Pour répondre à l'inquiétude grandissante des industriels, le ministre de l'agriculture Marc Fesneau a assuré samedi lors du Salon international de l'alimentation « faire en sorte » que les secteurs agricole et agroalimentaire soient « prioritaires » en cas de coupures d'électricité cet hiver.
Alors que nous célébrons aujourd’hui la #Journeemondialedelalimentation, j’ai eu le plaisir d’inaugurer hier le salon international de l’alimentation @sial_paris, réunissant tous les acteurs, producteurs et acheteurs, de l’industrie agroalimentaire française et internationale. pic.twitter.com/C2BU5WS63D
— Marc Fesneau (@MFesneau) October 16, 2022
Lors de l'inauguration de ce salon à Villepinte (Seine-Saint-Denis), le ministre a été interrogé à ce sujet par de nombreux industriels de la filière laitière, préoccupés par la flambée des prix de l'énergie et le risque de délestage.
« Le lait ne se garde pas », a prévenu Emmanuel Besnier, PDG du géant Lactalis, qui a demandé au ministre si le gouvernement envisageait d'exempter l'industrie laitière de potentielles coupures.
Dans le cas où l'alimentation électrique venait à être temporairement interrompue cet hiver, « nous avons veillé a faire en sorte que l'agriculture et l'agroalimentaire soient dans les sujets prioritaires », a répondu Marc Fesneau lors d'un point presse.
Le ministre a aussi espéré que les discussions européennes prévues la semaine prochaine à Prague apporteraient « de la visibilité », notamment sur une potentielle décorrélation des prix du gaz et de l'électricité.
Après avoir absorbé la flambée du coût de l'alimentation animale, l'industrie laitière doit désormais faire face à celle de l'énergie. Yvan Borgne, directeur commercial export de la coopérative laitière Laïta, a fait état de « factures de gazole en hausse de 20 %, de gaz multipliées par quatre ».
Des aides pour les industries "énergo-intensives"
Le ministre de l'Agriculture a assuré que l'Etat viendrait en aide aux « industries agroalimentaires énergo-intensives » pour tenter de réduire leur facture énergétique.
Une partie de ces hausses devra toutefois, selon lui, être « absorbée par le coût » - autrement dit, être répercutée dans le prix d'achat des produits par les supermarchés, puis dans le panier du consommateur.
Depuis plusieurs mois, les industriels bataillent avec la grande distribution pour obtenir ces hausses de prix qui, in fine, conditionnent aussi le revenu des éleveurs.

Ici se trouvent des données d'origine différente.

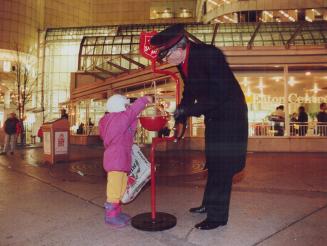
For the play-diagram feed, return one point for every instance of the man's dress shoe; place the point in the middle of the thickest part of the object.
(199, 210)
(209, 225)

« Les hausses qu'on a fait passer sont de l'ordre de 15-20 %, mais il va falloir redoubler encore l'an prochain », a prévenu M. Borgne, soulignant le difficile compromis entre prix bas pour le consommateur et juste rémunération des agriculteurs.
Par ailleurs, Marc Fesneau a fustigé le « zèle » des distributeurs à infliger des pénalités logistiques à leurs fournisseurs en cas de retard de livraison. Il a estimé que le législateur pourrait être amené à intervenir si les abus devenaient trop nombreux.